Storage policies and use of the Danish Newborn Screening Biobank
- First Online:
- Cite this article as:
- Nørgaard-Pedersen, B. & Hougaard, D.M. J Inherit Metab Dis (2007) 30: 530. doi:10.1007/s10545-007-0631-x
- 412 Downloads
After routine newborn screening, residual dried blood spot samples (DBSS) are stored at −20°C in the Danish Newborn Screening Biobank (NBS-Biobank), which contains DBSS from virtually all newborns in Denmark since 1982—about 1.8 million samples. The purpose of the storage is: (1) diagnosis and treatment of congenital disorders including documentation, repeat testing, quality assurance, statistics and improvement of screening methods; (2) diagnostic use later in infancy after informed consent; (3) legal use after court order; (4) the possibility of research projects after approval by the Scientific Ethical Committee System in Denmark, The Danish Data Protection Agency and the NBS-Biobank Steering Committee.
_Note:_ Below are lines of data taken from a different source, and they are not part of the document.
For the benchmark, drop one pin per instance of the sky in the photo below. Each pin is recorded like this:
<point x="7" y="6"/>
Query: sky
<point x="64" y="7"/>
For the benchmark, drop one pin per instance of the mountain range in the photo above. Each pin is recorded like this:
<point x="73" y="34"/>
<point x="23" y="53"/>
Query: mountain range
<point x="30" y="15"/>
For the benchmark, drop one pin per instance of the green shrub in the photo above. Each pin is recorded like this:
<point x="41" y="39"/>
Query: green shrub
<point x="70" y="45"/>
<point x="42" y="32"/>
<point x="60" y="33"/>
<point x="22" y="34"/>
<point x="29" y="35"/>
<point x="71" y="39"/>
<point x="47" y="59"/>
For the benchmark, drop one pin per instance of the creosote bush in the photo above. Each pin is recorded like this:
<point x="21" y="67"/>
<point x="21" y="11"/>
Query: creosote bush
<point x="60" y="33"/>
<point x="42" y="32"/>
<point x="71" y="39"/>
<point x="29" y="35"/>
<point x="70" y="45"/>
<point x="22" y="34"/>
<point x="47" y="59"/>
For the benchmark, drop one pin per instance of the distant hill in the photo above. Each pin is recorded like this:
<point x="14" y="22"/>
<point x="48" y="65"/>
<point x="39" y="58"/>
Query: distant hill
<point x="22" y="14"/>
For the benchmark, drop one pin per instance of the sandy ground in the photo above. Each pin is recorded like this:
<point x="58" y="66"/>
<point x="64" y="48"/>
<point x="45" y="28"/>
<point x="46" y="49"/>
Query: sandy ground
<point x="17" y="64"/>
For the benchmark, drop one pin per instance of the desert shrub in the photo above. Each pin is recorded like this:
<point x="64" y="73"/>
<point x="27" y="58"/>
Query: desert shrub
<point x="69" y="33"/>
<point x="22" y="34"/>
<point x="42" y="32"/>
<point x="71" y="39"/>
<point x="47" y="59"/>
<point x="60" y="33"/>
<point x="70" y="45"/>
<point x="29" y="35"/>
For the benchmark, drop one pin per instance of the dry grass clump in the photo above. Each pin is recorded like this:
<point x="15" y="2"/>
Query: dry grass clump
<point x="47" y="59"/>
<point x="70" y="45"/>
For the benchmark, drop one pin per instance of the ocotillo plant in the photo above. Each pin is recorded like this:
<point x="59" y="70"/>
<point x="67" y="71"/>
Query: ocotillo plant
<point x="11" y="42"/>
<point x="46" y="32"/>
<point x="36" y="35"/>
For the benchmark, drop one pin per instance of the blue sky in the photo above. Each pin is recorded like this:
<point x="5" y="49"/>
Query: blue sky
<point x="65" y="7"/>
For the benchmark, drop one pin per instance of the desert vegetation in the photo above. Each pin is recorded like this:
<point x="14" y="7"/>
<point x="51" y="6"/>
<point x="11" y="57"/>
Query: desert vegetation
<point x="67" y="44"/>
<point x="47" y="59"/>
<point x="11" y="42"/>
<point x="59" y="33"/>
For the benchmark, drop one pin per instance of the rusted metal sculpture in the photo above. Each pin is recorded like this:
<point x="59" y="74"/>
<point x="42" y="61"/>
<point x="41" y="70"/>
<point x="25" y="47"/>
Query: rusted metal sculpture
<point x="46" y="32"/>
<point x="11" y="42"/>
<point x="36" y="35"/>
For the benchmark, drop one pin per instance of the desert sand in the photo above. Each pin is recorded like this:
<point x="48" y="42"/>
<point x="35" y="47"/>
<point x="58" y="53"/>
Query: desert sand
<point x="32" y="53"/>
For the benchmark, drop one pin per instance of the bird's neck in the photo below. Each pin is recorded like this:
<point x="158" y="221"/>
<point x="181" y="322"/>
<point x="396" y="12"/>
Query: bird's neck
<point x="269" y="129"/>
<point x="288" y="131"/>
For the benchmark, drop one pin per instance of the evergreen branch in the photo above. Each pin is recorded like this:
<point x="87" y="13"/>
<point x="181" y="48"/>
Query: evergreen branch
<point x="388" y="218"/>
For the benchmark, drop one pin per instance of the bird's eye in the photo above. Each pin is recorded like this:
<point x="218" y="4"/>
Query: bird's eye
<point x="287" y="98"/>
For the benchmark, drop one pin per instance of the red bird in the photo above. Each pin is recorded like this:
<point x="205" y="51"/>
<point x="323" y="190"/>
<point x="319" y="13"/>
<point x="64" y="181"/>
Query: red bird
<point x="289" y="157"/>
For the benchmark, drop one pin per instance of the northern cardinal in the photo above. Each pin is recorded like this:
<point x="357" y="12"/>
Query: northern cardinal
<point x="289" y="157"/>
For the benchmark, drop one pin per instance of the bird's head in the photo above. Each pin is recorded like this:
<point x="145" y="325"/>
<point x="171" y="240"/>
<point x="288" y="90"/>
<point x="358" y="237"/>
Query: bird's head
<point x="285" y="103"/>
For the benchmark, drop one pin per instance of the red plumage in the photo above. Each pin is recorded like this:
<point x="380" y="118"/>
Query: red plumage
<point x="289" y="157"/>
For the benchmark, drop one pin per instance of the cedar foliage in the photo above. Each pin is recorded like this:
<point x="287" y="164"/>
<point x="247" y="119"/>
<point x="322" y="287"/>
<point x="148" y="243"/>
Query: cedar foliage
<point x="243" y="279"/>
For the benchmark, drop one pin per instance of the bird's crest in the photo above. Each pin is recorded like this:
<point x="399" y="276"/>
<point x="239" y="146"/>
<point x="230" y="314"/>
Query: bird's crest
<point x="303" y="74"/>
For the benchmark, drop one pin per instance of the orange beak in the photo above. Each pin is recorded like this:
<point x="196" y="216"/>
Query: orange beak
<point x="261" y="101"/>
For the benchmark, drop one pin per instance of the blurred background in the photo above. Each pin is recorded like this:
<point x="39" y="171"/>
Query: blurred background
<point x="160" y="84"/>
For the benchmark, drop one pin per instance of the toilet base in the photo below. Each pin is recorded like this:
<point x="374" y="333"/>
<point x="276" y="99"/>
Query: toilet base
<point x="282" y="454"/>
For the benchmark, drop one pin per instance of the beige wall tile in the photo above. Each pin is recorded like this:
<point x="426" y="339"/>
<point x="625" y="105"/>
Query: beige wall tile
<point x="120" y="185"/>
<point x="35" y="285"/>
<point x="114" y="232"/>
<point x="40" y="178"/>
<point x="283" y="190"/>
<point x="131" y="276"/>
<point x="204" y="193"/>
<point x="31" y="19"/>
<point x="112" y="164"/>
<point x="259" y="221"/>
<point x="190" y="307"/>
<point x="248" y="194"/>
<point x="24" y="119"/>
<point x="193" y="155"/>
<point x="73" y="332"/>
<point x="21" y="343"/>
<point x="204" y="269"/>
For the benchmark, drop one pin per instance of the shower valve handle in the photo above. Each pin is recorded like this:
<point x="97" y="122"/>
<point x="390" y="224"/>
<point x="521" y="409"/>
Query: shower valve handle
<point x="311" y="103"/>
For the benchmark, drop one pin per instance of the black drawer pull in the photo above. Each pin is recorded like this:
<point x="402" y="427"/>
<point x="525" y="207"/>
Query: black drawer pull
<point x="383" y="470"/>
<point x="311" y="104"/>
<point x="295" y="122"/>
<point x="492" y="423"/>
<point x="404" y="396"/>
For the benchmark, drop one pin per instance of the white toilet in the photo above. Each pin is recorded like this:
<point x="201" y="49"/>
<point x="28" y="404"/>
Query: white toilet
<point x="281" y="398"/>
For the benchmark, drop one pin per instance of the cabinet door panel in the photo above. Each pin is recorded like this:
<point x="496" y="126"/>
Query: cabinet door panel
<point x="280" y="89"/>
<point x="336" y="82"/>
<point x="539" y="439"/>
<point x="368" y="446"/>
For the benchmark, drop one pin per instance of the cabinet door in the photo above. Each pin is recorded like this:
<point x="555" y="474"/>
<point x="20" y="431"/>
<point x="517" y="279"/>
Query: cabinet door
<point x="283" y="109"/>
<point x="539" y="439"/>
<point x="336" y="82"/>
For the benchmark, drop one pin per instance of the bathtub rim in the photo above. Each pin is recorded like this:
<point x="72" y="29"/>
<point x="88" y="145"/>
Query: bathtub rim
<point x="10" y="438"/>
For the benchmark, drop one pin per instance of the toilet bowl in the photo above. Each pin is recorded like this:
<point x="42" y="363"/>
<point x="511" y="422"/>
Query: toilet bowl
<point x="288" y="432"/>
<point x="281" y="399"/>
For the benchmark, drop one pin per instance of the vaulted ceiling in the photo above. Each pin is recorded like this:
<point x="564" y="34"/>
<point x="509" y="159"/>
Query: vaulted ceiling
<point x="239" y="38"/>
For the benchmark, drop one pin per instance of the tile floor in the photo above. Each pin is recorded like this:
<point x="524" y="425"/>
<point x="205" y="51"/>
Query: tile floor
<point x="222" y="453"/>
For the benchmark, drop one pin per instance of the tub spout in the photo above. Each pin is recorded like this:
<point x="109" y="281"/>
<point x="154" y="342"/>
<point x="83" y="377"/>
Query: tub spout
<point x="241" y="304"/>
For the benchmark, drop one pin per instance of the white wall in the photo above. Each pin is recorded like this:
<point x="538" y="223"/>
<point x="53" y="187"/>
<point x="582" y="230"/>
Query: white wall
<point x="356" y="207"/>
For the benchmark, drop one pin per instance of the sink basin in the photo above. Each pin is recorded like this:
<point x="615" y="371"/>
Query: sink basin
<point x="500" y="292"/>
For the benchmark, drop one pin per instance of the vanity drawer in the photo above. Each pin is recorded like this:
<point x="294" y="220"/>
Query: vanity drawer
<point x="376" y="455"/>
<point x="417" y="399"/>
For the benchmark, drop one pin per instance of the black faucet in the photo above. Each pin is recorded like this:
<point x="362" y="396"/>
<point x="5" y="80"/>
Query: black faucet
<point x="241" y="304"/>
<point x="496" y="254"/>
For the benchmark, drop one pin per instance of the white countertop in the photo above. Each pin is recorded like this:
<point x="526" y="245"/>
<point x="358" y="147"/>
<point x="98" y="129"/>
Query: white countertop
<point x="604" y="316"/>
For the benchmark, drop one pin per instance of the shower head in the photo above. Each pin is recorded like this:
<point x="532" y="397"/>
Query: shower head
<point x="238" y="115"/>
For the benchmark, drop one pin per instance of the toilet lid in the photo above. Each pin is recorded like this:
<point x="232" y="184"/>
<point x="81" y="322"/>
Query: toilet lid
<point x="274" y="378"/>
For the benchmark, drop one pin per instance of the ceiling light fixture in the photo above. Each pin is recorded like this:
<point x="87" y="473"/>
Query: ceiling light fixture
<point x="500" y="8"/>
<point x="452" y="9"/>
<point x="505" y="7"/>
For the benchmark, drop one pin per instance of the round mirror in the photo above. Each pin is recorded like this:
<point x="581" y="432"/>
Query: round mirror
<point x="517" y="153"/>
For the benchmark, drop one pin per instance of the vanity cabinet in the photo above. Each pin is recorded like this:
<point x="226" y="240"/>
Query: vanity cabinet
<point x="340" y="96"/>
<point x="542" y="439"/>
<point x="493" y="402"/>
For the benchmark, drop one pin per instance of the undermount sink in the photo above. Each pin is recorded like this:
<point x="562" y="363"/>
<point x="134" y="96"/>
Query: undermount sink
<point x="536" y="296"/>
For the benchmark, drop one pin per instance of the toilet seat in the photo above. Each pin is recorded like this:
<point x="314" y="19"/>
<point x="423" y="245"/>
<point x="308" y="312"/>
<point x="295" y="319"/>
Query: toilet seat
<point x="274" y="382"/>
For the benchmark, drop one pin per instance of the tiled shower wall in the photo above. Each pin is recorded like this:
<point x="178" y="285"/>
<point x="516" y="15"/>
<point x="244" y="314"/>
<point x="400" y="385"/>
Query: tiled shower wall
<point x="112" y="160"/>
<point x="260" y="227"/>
The operation and use of the NBS-Biobank has until recently been regulated by an executive order of 1993 from the Danish Ministry of Health. The Ethical Council, the Central Scientific Ethical Committee and the National Board of Health were also involved in the regulations. These regulations have now been replaced by detailed general operational guidelines for biobanks in Denmark according to Acts on Processing of Personal Data, Patient’s Rights, Health 546/2005 and the Biomedical Research Ethics Committee System. No specific Act on biobanks per se has been made in Denmark, but the new regulations and guidelines make the operations of the Danish NBS-Biobank even more clear-cut and safe. The Danish NBS-Biobank has been used in several research projects for aetiological studies of a number of disorders, recently employing new sensitive multiplex technologies and genetic analyses utilizing whole-genome amplified DNA.